The truss web perhaps?
I believe that was taken for granted, of what the issue is.
No, trusses, as opposed to I joists, cannot be changed, only cut at the ends, and even then, there is restrictions as to how much you can cut.
I think you mean I-Joist and cutting the web of the I-Joist …
While it is possible to cut out a very substantial length of an I-Joist web and still have significant bending resistance, a large concentrated load directly over that cut section (transverse wall, water bed or fish tank leg, large appliance, etc) could cause excessive local bending of the top flange (essentially a flat 2x3 or 2x4) that could fail.
That is why I-Joist manufacturers usually limit square cut-outs to only a portion of the web that will fit in a circle, with a diameter of that circle the same as the web height/depth.
JMO & 2-nickels …
Excuse me, I-Joists. Thanks.
And thanks for the table.
page 11 has the chart with allowable holes
pretty good engineering
For TJI I-Joists here is a pdf version of a real handy span/hole field card …
Keep in mind this is specific to the TJI TrussJoist products. So I prefer going to the more general APA guides I referenced, unless a specific manufacturer is known … but I think it’s beyond a typical home inspection to do that kind of research.
JMO & 2-nickels …
I agree whole heartedly.
Table of allowable holes, pg. 11
2x hole diameter minimum required between holes. Looks marginal. Hole size OK.
What about no separation between wires?
E-mail them a request for their data, they sent me spec guides and installation instructions on everything they manufacture.
I use the pocket guide when I’m out in the field:
You can download all of the TJI documents from their website, but that info is manufacturer specific.
Bruce … I am curious to know what the outcome on this issue was.
Client did not return my call that I made to see what their decision was.
They did mention earlier that their friends had the same issue on their house.
I suspect the builder talked them out of it and they did not want to discuss it any more out of frustration. It was definitely wrong and out of spec.
I have started warning clients about the one-liners they will hear from builders.
Is anyone concerned about the elecrical wiring running UNDER these ducts?
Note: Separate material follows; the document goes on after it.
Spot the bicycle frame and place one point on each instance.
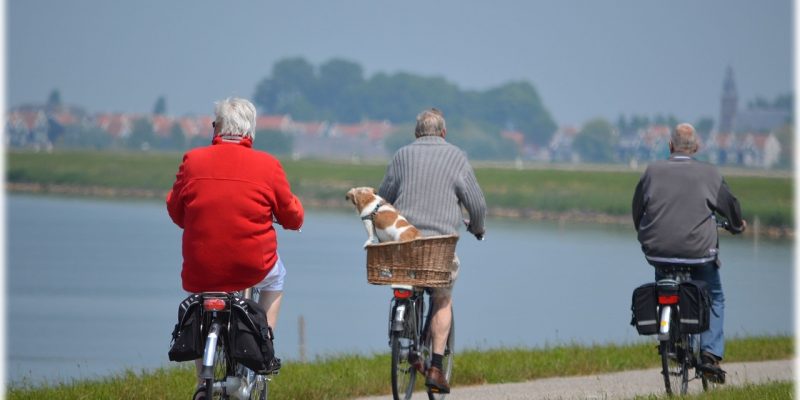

Seems to me that when the A/C kicks on, and expands these ducts, this would eventually wear through any sheathing on the wiring. Or not?
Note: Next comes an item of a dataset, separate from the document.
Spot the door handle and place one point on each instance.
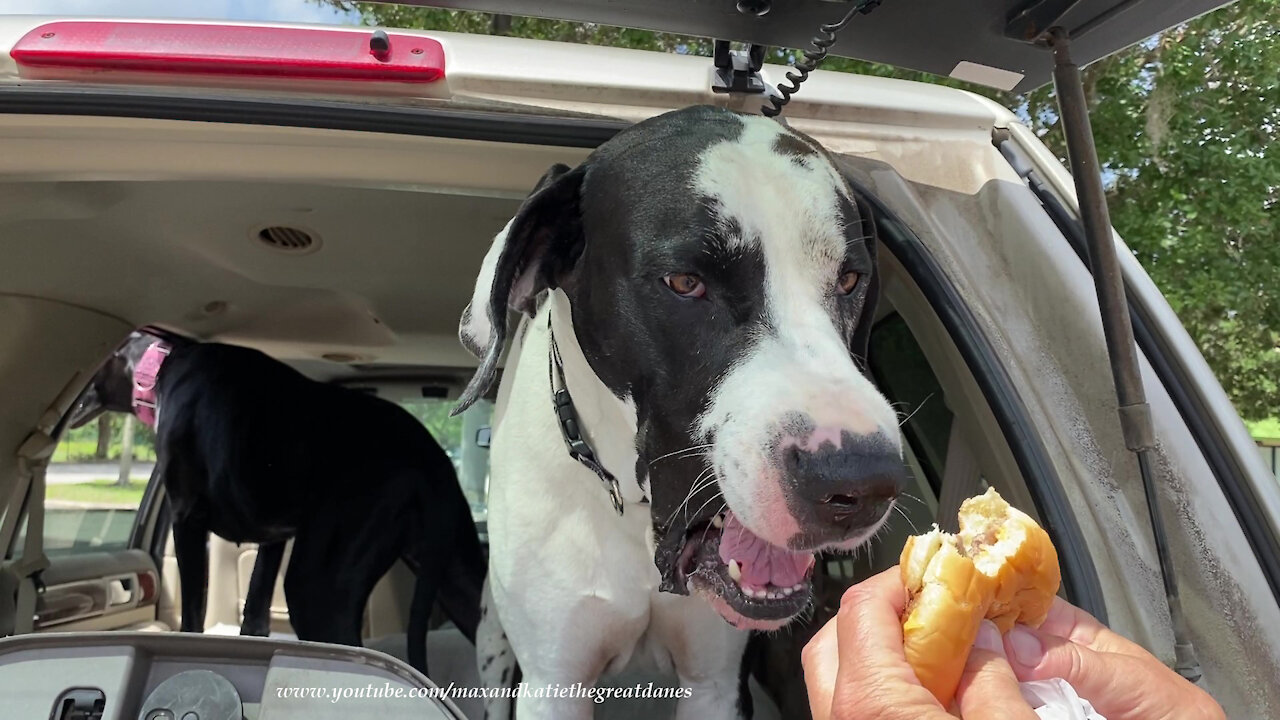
(118, 593)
Rob I agree with you it is beyond the call of the inspector, recommend evaluation by PE or architect is correct.
I just realized that the picture did not show everything so…
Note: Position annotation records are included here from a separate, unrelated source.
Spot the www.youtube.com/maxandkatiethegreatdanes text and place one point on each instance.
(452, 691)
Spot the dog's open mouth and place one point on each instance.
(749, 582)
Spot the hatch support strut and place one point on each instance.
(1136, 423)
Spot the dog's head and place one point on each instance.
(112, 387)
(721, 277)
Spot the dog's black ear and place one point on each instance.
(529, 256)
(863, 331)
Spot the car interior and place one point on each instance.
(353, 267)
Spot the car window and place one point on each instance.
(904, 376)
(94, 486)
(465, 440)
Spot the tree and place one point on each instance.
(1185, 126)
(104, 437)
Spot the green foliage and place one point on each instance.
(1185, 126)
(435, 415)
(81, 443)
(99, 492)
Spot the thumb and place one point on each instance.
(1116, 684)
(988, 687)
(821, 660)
The correct answer, based on the picture is number 3.
Sorry, it was not one of the choices.
Being Manufacturer specific in quality control and execution of the picture that does not show the whole picture, my answer is still #1. Sorry.
Its easy to estimate with the eye and see that the distance between the holes is less than two times an hole diameter. Can anyone produce a manufacturer spec that allows less than 2X diameter?
Bruce hope you are doing alright.
Put your glasses on, if you want to eyeball something. ha. ha. ha.
The hole diameter is six inches and it is 12 " in between the holes.
Where did these dimensions come from?
Those are not six inch dia. holes in my picture.
It is easy to do this: imagine making two holes the same size as those in between the existing holes. Will it fit? Nope it wont.
From what I can see from the picture, these are ventilation ducts, and are usually 4" in diameter and once insulated with the sleeve, you need 6" to get them through a hole.
Since I am guessing that is what was used, the logic would tell me the the floor I-joist were 9and 1/2" in depth.
If that is the case and if you inspected this property, you should know what the depth is and therefore, if my conclusions are right, the distance between the holes would be within the standard parameter.
Which is based on a visual picture that usually deforms the actual.